-
Notifications
You must be signed in to change notification settings - Fork 62
Description
If you have two separate Rust programs that are both running under an OS, it seems pretty clear they are two separate instances of the Rust AM (Abstract Machine).
If you have two threads in the same program, there is one instance of the Rust AM my understanding is that there is a single instance of the AM.
However, what about two separate programs, but there is shared memory between then (e.g. using mmap
for IPC)? It has to be two separate instances to not be UB according to this reply by Ralph Jung on IRLO. The shared memory will usually not be at the same address in both processes. Since we presumably want shared memory to NOT be UB they must be separate instances of the AM.
So the "border" is somewhere between "threads sharing all of memory" and "memory mapped between processes". But where exactly?
Let's consider some hypothetical scenarios to see where they would land:
- Two processes with shared memory, but now I start a thread set up to have its stack in the shared memory.
- The above scenario (1) but I then use a hypothetical IPC-based scoped-threads to start threads in the other process that borrows data from my stack in the shared memory (in this case both processes would have to map the shared memory at the same virtual address for the pointers to be valid in both programs).
- A kernel written in Rust, reading/writing to user memory of a program written in Rust. According to the same reply by Ralph Jung linked above, we cannot have one AM, as the mappings aren't the same. The kernel has a superset of the user space mappings available to it.
- An embedded system where you have an MPU (memory protection unit) but not an MMU. Here you can protect memory regions, but you always have physical addresses. This can be used to implement a basic OS, but all code is built and distributed together as one program image. Are there multiple instances of the AM here when the memory protection changes that lets you access different parts of memory depending on which thread you are currently executing in? A concrete example is hubris by Oxide Computer.

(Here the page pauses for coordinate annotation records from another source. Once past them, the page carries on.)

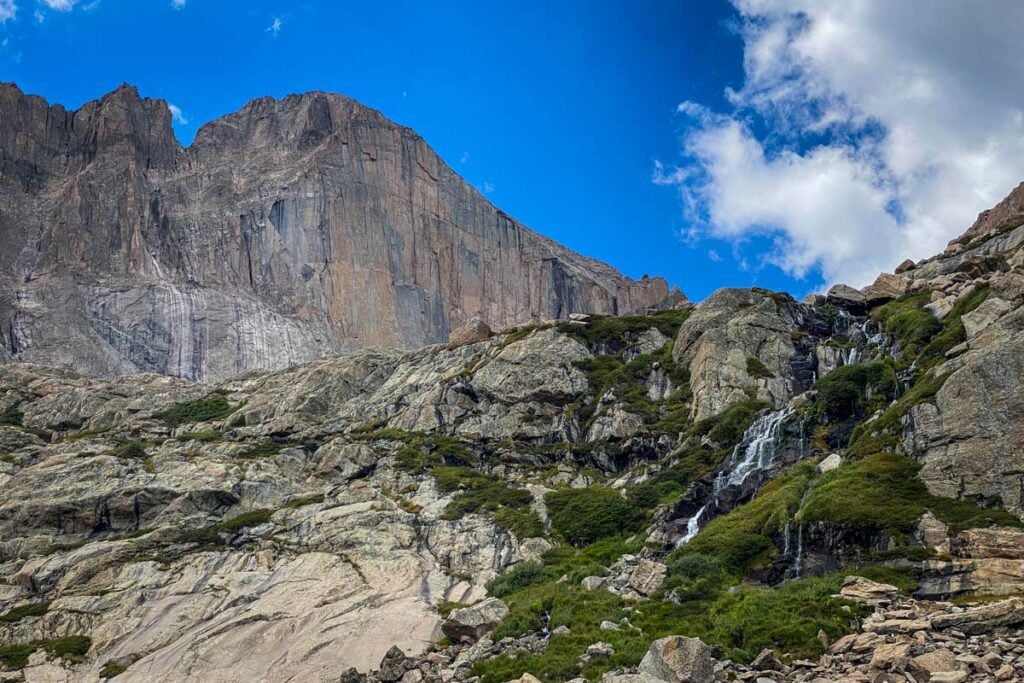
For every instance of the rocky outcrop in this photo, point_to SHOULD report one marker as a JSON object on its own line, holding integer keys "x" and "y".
{"x": 741, "y": 342}
{"x": 289, "y": 229}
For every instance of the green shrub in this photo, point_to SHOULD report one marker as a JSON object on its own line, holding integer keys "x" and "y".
{"x": 727, "y": 428}
{"x": 15, "y": 655}
{"x": 524, "y": 523}
{"x": 213, "y": 407}
{"x": 208, "y": 435}
{"x": 303, "y": 501}
{"x": 758, "y": 370}
{"x": 211, "y": 536}
{"x": 17, "y": 613}
{"x": 585, "y": 515}
{"x": 855, "y": 390}
{"x": 129, "y": 450}
{"x": 742, "y": 539}
{"x": 882, "y": 493}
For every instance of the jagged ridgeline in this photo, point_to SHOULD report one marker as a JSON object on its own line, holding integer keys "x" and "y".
{"x": 548, "y": 500}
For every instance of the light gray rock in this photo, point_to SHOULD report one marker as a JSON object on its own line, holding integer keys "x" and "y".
{"x": 679, "y": 659}
{"x": 473, "y": 622}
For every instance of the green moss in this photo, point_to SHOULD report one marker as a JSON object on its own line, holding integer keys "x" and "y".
{"x": 264, "y": 449}
{"x": 129, "y": 450}
{"x": 211, "y": 536}
{"x": 213, "y": 407}
{"x": 758, "y": 370}
{"x": 208, "y": 435}
{"x": 585, "y": 515}
{"x": 11, "y": 417}
{"x": 882, "y": 493}
{"x": 17, "y": 613}
{"x": 15, "y": 655}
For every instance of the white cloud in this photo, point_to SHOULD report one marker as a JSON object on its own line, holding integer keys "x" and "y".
{"x": 920, "y": 123}
{"x": 177, "y": 115}
{"x": 7, "y": 10}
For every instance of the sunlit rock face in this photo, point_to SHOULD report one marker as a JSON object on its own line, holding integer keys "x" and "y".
{"x": 287, "y": 230}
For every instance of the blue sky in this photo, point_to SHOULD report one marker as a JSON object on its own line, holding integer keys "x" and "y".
{"x": 660, "y": 136}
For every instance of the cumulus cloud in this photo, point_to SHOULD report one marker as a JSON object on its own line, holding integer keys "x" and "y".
{"x": 864, "y": 132}
{"x": 177, "y": 115}
{"x": 7, "y": 10}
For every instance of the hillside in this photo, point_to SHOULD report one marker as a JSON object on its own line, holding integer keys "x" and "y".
{"x": 288, "y": 230}
{"x": 714, "y": 471}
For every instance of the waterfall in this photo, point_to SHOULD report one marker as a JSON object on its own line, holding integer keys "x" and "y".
{"x": 754, "y": 454}
{"x": 692, "y": 526}
{"x": 758, "y": 449}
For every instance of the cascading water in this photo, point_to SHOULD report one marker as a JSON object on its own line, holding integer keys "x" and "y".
{"x": 758, "y": 449}
{"x": 692, "y": 527}
{"x": 755, "y": 454}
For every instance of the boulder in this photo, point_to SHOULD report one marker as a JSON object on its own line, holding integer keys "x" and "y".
{"x": 936, "y": 662}
{"x": 647, "y": 577}
{"x": 845, "y": 295}
{"x": 679, "y": 659}
{"x": 867, "y": 591}
{"x": 983, "y": 619}
{"x": 889, "y": 655}
{"x": 830, "y": 463}
{"x": 473, "y": 331}
{"x": 473, "y": 622}
{"x": 393, "y": 666}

- A multi-core kernel written in Rust (for a normal desktop computer), As it executes syscalls on behalf of the user space, it will have user space memory mappings corresponding to whatever the currently executing user space program on that specific CPU core. That means there can concurrently be two system calls executing on different cores, each with their own user space mappings.
An example of this is the Linux kernel, but I would expect this to be an universal thing. Is the kernel code on each core a separate instance of the AM then? Since the kernel stack lives in kernel space (which is all shared), case 2 above also applies.
There are many other edge cases that you could come up with. I would ideally like a clear definition of what exactly constitutes an instance of the Rust Abstract Machine vs several, as this heavily impacts what sort of virtual memory tricks are valid in Rust, in particular around mmap-accelerated ring buffers, embedded systems, and kernels. Or is this still an open question, and if so what parts are decided?
I looked through the Rust reference but wasn't able to find any definition.